The natural stimulus is an unconditioned stimulus (UCS) because it doesn’t require any conditioning to cause the reaction. The neutral stimulus becomes a conditioned stimulus (CS), and the involuntary response becomes a conditioned response (CR).
The case of Pavlov’s dogs is the most famous example. Ivan Pavlov rang a bell every time he fed his dogs. Eventually, they began to salivate every time they heard the sound, whether or not they received food. The natural salivation became a conditioned response.
In classical conditioning, extinction occurs when the conditioned stimulus is applied repeatedly without being paired with the unconditioned stimulus. Over time, the learned behavior occurs less often and eventually stops altogether, and conditioned stimulus returns to neural.
In the example of Pavlov’s dogs, after Pavlov subsequently rang the bell many times without bringing food, the dogs gradually stopped salivating at the sound.
Extinction in Operant Conditioning
Operant extinction refers to the weakening and eventual stop of the voluntary, conditioned response.

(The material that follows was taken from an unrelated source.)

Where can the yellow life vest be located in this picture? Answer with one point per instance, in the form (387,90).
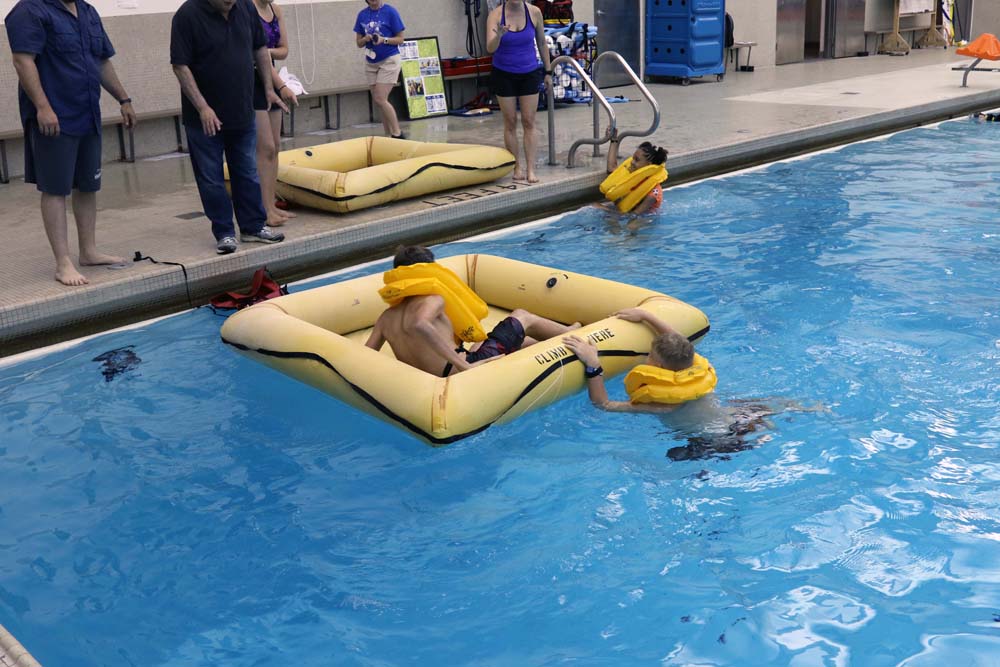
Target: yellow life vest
(462,306)
(628,188)
(651,384)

For example, a child associates the sound of a microwave with her favorite snack, and she rushes into the kitchen. But after dad uses the microwave several times without making the snack, she gradually stops.
The Road to Extinction Can Be Bumpy
The extinction process takes time. And it is not always straightforward or “clean-cut.”
An extinction burst is a temporary increase in frequency, duration, or magnitude of the conditioned behavior during the extinction process. During this period, the extinct behavior repeats more in an attempt to bring back the unconditioned stimulus.
For instance, a parent may try to use differential attention – increase attention for good behavior and no attention for bad behavior – to extinct a child’s challenging behavior. However, the child may act up more to try to get back the parents’ attention1.
Extinct Behavior May Come Back After Extinction
Extinction doesn’t mean the behavior is gone forever. Spontaneous recovery is the sudden return of the previously extinct behavior.
Extinction burst can also turn into extinction-induced aggression when the individual increases the extinct behavior or uses a different undesired behavior aggressively to try to get back the lost reinforcement2.
What Influences Resistance to Extinction
The schedules of reinforcement play a significant role in how resistant a learned behavior is to extinction. A continuous schedule reinforces the conditioned response every time while a partial schedule reinforces only some of the times.
Behavior acquired under partial reinforcement schedule is more resistant to extinction than action acquired under continuous reinforcement. This phenomenon is called the Partial Reinforcement Extinction Effect (PREE)3.
One good illustration of the resistance to extinction property is gambling. Gambling addiction, especially slot machine addiction, is notoriously hard to extinct. When gambling, a gambler wins some of the time, but not all of the time. This partial reinforcement significantly increases the resistance to addiction extinction4.
Another factor that influences extinction is context. Context refers to anything in the environment. It could be scenery, location, or presence of other objects.
Let’s say a target behavior is acquired in context A and the extinction process carries out in the same context. After extinction completes, meaning an individual doesn’t react to the conditioned stimulus anymore, presenting the conditioned stimulus in another environment may result in the spontaneous recovery of the extinct behavior5.
One way to improve the success of extinction is to perform it in multiple contexts, which increases the chance that cues present at extinction will be present in different settings6.
Extinction Doesn’t Erase Previous Learning
Because of the possibility of spontaneous recovery and dependance on context, psychologists now believe that extinction is not an unlearning process. Rather, it is a form of new learning, called extinction learning7.
Instead of erasing previous learning, the individual learns a new association between the conditioned stimulus and the lack of unconditioned stimulus8.
Final Words on Extinction in Psychology
Extinction is a complicated process in which behavioral and neurological responses are linked tightly together. It is not a process that we have a complete understanding. Scientists are still uncovering the different components at play.
The difficulty in extinguishing an undesired behavior in their children can be frustrating for parents. But before jumping to the “my child is stubborn” or “I have a strong-willed child” conclusion, apply the extinction process consistently in different settings. Patience and practice can pay off.